One thing her “Wild Rose” tune has going for it that a lot of the juggernauts don’t is that it’s an emotional linchpin for the movie — not unlike last year’s Oscar winner, “Shallow,” from “A Star Is Born,” although this one happens to soundtrack the final scene, instead of a turning point in the middle. “Wild Rose” is about a young, somewhat self-destructive, ex-con mom in Scotland who dreams of turning her local success on Glasgow’s tiny country music circuit into a career in Nashville. At the end of the movie (emotional spoiler alert), the character played by Jessie Buckley delivers a ballad to a local crowd about being satisfied just where she is.”Most of the time you’re submitting songs to be end-credit songs that are as people are starting to leave and getting their things together, and this is the moment that is really the focus of that character,” Steenburgen points out.

Steenburgen is a dark horse in the Oscar race, and maybe even to make the best song shortlist. The song hardly even made any lists of likely contenders a few weeks ago, versus the “Frozen 2s,” “Aladdins” and “Rocketmans” of the world. But it’s had its champions, like David Ehrlich of IndieWire, who called it “the best original movie song of the year,” and the tune just picked up a nomination for the Critics Choice Movie Awards.

It’s already a good amount of validation for someone who’s been mostly flying under the radar since she took up songwriting in 2007 — a career sub-path she took after suddenly awakening from an operation with music in her head that she couldn’t seem to shake.

“There were a few people that encouraged me. There were lots of people that tried to discourage me, but it didn’t take, obviously,” she laughs. “It’s a weird thing to start something new when you’re 54 years old” (she’s now 66). “You know, that’s past the age most people think of starting a whole new thing. And I just needed to do it, and did it. A lot of the people I write with, including the women that I wrote this with, are half my age or even less than half of my age, and they’re so accomplished and amazing. But we’re all in the end just telling stories. And so it feels very similar to what I’ve done all these years, in a way.”
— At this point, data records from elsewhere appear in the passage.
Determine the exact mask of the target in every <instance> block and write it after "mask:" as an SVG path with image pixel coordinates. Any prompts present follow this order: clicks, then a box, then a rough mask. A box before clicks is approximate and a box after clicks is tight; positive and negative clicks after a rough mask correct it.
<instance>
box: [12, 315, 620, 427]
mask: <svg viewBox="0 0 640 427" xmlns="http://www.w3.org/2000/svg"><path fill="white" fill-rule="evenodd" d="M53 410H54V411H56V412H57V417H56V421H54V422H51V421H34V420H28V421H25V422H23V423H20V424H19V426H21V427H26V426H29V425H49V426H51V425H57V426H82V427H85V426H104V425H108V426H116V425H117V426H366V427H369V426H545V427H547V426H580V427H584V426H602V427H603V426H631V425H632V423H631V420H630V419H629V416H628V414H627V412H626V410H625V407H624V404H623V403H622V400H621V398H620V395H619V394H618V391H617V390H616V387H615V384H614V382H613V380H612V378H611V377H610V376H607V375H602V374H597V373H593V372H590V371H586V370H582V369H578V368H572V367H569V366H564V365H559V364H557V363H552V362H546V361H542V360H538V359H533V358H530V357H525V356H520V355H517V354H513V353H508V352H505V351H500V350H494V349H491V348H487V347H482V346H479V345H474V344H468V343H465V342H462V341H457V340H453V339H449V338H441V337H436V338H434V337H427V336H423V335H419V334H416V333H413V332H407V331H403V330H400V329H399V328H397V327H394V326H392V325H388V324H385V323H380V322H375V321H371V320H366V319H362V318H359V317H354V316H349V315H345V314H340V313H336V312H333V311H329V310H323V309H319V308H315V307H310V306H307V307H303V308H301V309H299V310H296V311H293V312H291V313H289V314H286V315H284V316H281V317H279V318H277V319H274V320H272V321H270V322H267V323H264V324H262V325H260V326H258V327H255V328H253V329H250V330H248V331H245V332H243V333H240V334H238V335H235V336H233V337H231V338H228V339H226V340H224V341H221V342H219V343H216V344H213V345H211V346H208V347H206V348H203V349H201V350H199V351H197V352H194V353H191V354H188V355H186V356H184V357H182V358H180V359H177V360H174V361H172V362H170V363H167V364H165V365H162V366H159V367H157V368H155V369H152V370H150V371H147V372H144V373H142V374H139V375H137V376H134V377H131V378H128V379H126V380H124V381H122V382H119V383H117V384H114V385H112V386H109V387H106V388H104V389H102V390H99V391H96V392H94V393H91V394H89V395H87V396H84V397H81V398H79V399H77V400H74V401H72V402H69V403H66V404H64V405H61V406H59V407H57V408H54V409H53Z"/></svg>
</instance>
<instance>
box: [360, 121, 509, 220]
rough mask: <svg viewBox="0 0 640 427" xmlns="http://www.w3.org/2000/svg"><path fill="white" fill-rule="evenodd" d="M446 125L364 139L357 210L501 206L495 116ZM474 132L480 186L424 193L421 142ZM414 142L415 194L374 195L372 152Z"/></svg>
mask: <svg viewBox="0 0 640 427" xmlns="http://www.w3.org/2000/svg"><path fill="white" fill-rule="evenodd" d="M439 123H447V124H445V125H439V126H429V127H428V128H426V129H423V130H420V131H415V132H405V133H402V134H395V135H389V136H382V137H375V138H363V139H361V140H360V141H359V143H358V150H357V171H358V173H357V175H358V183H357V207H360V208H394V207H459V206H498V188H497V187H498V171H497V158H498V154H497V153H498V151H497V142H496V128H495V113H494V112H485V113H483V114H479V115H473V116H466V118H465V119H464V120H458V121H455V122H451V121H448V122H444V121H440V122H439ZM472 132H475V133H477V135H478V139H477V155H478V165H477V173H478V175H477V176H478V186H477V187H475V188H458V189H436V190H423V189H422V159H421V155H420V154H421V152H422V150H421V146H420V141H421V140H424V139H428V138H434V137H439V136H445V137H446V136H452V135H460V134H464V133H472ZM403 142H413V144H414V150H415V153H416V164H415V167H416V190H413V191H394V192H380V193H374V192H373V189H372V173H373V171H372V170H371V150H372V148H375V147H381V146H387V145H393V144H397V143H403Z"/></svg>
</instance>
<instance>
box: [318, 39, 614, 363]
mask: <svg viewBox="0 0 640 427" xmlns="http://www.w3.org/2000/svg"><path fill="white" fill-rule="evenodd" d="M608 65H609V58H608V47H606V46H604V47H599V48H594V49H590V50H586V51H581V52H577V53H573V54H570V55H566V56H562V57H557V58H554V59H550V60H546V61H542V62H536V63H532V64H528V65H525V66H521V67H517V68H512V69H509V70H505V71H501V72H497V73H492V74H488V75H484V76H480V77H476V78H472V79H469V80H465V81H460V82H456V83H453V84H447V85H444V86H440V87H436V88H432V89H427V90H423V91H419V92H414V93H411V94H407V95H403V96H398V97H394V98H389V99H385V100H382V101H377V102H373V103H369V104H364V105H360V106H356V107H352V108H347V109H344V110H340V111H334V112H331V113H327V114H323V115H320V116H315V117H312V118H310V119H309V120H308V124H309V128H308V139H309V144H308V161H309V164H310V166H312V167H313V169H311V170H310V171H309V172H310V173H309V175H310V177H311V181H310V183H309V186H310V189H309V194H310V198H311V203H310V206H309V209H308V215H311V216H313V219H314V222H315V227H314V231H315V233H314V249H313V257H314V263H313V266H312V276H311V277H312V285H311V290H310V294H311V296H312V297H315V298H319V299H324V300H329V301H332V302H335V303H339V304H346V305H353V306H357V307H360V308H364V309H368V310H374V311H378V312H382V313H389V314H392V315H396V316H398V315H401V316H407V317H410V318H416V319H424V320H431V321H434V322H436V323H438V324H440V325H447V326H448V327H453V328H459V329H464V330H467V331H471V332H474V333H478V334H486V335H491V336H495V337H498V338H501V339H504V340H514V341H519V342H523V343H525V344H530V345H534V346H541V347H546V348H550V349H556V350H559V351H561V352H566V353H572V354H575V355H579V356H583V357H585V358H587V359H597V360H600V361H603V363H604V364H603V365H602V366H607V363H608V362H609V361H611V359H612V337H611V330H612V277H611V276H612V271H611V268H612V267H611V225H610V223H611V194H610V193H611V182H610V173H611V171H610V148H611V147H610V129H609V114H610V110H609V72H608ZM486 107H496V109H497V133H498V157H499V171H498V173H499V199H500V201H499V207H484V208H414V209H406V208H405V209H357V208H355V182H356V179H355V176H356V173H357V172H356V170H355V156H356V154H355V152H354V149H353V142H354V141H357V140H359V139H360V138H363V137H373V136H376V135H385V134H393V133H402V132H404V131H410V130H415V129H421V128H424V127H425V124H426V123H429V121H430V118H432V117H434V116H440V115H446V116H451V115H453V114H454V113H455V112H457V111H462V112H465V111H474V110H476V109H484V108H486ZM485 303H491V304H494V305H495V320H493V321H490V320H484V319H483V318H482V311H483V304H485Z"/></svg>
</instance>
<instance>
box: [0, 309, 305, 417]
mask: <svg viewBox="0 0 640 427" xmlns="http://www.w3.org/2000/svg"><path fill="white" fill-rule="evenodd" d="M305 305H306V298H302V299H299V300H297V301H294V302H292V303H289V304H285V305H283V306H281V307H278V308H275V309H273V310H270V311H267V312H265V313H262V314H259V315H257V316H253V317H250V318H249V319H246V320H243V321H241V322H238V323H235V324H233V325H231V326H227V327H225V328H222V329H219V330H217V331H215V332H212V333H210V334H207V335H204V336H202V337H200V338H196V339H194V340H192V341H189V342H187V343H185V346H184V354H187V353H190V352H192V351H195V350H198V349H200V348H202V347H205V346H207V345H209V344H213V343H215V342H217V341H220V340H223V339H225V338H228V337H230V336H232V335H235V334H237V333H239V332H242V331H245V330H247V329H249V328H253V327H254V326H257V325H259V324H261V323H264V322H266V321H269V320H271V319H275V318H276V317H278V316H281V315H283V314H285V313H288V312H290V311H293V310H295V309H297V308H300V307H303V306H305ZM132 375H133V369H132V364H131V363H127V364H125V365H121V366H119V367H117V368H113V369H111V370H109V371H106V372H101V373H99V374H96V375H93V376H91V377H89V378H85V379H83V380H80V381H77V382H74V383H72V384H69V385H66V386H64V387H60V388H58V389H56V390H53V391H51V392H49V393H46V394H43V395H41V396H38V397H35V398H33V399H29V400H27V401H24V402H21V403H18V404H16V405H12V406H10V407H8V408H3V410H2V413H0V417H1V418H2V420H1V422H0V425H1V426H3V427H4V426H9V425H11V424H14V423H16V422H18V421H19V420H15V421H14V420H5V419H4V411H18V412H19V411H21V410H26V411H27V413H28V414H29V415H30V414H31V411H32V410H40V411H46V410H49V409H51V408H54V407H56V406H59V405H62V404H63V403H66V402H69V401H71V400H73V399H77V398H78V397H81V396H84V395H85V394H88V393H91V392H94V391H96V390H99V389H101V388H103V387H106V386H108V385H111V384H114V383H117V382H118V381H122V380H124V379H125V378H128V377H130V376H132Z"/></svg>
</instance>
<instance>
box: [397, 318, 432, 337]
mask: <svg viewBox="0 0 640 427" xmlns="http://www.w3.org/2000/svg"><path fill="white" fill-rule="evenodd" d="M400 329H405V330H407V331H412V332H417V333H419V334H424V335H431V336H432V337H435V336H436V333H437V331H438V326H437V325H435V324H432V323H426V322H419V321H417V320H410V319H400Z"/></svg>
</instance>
Steenburgen is now signed to Warner Chappell for her publishing, but was with Universal when she was sent a notice that filmmakers were looking for a climactic song for a movie that was then simply called “Country Music.” (Good idea for a name change, on that one.) She asked to get the whole script so she and her collaborators could tailor it more specifically as a culmination of the plot, which has the Rose-Lynn character running into a wall of defeatism from her long-suffering mother, played by Julie Walters.

“I just thought, if I were playing that part of Rose-Lynn, what would I need to say to my mother and my children at that point? So the song is really a love song to Julie Walters’ character. I also wanted to write that song with women, because I felt like it was such a mother-daughter thing. It just tumbled out of the three of us, really. (The filmmakers) changed one line. We wrote, ‘Mama, we both know that there’s nothing that a little wine and Patsy Cline can’t fix,’ and they changed it to ‘a little of time and Patsy Cline,’ because they wanted Julie’s character to have gotten sober.”

The Nashville milieu — or at least Nashville wanna-be milieu — of “Wild Rose” is not at all unfamiliar to the actress. Although she’s spent a lot of time working with pop songwriters in L.A., too, she’s spent probably more hooking up with tunesmiths in Nashville. She even bought a home there, although she just sold it a few months ago, after signing on to a TV series in Vancouver that made it seem unwise to keep a place that far away. Some of her best friends include John and TJ Osborne of the hit country-rock duo Brothers Osborne, and John’s wife Lucie Silvas, who stay at the Steenburgen/Danson residence when they’re in L.A. The Hollywood couple was just out in Music City at the beginning of November to give Brothers Osborne a special honor at the ASCAP Awards. (Steenburgen, Silvas and the brothers have collaborated on a song for Earth Day that will be out for the event’s 50th anniversary in April, accompanied by an animated short film that’s in production.)

Someone else who was being honored that night besides the brothers was Randy Travis, with a lifetime achievement award. Steenburgen was thrilled to meet him, and not just as a random fan.

The country legend “actually is a part of this story,” she says. “Because once I started writing, while I was doing a movie in New Mexico, my driver heard me talking about my music and asked me to play some of it for him, so I made a little CD for him and didn’t think any more about it. Then I was in Martha’s Vineyard maybe a month or so later, and the phone rings and it’s Randy Travis. I said, ‘How would you even know to call me?’ He said, ‘My UPS driver was your driver on that movie and he gave me your CD and your number, and I’m calling you to tell you: You should definitely write music.’ I had never met him in person till that night at the ASCAP Awards, and of course he had the stroke since then, but he remembered the whole thing, and it was meaningful to get to visit with him and his wife.”

Steenburgen has had a few songs in films before, including several for 2013’s “Last Vegas,” in which she also acted against Robert DeNiro, Michael Douglas and Morgan Freeman. But although “Wild Rose” is a smaller film, it’s magnified her songwriting career in a bigger way, since the “Glasgow” song is probably the movie’s sole shot at getting nominated (even though, in a just or at least less crowded world, leading lady Jessie Buckley would be getting awards talk, too).

“The interesting thing for me about this is that if you have kids — we (she and husband Ted Danson) have four — you stand out on the soccer field, or you go to the piano recitals, and you always say, ‘You can do anything. If you want this, just go for it and try it.’ Or you tell them, ‘You can learn this,’ whether it’s to speak a language or whatever. And there’s a certain point in your life where people kind of stop saying that to you. And I started writing music at the point past where people say that to you. And so it was very confusing to some people because they go, ‘Well, you have a career already. You already do something.’ And it’s like: I know!” She laughs. “And I really enjoy it. I love it. But I’m gonna do this too. And somewhere, someone‘s telling me to do it, so I do.”